Dengan sekuat tenaga Alfred mencoba untuk menangkat tubuhnya sendiri, tangannya yang satu lagi bertopang pada sisi kayu tempat tidurnya.
Beatrix menjulurkan tangannya, mengarahkan sebuah mantel putih yang terkait pada lengannya.
"Tuan, silahkan anda kenakan ini." Ucap Beatrix, dan Alfred langsung meraih mantel panjangnya, dan ia berjalan semakin mendekat ke arah pintu.

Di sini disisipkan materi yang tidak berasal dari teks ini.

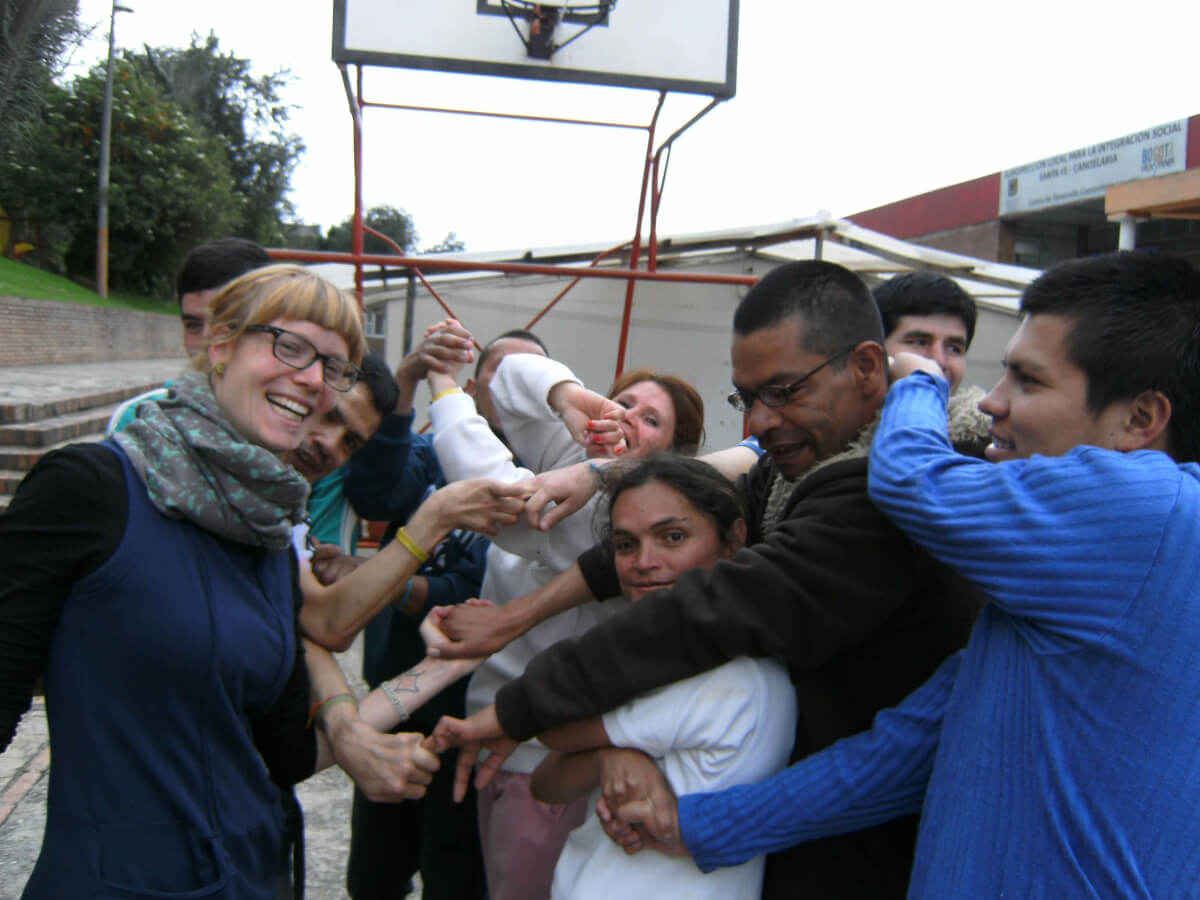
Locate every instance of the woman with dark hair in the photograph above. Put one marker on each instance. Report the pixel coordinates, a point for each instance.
(549, 419)
(150, 580)
(733, 725)
(675, 395)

Kali ini Alfred bisa melihat dengan jelas, pintu tersebut benar-benar dalam keadaan hancur. Banyak sekali jejak sayatan besar dan kecil yang tertinggal, ia masih berusaha keras untuk mengingat. Kejadian demi kejadian, mulai berputar pada pikirannya saat ini.

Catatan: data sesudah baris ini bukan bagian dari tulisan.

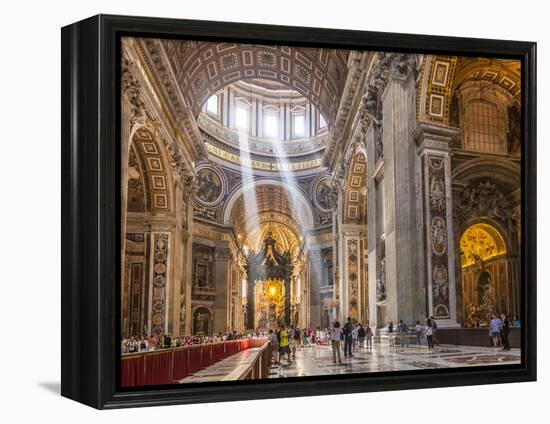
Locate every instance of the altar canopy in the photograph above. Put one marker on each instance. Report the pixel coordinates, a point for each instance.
(268, 296)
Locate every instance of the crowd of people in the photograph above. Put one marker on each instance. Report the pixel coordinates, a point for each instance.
(348, 337)
(286, 341)
(136, 344)
(499, 330)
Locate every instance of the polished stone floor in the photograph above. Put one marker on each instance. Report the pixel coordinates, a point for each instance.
(318, 360)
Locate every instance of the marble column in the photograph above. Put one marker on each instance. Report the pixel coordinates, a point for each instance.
(396, 182)
(159, 277)
(221, 278)
(315, 273)
(433, 146)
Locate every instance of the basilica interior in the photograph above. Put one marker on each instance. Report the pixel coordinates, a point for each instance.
(269, 185)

Rose, ya dia pulang bersamanya. Wanita itu datang dan pulang bersamanya, setelahnya ia kembali mengingat sosok wajah lainnya.
"Ella?"
Benar, Ella masuk kedalam kamarnya secara paksa. Tanpa harus meminta ijin, atau meminta bantuan orang lain untuk mendobrak masuk kedalam kamarnya. Alfred melirik kapak yang tergeletak, menghampirinya dan memegangi kapak tersebut.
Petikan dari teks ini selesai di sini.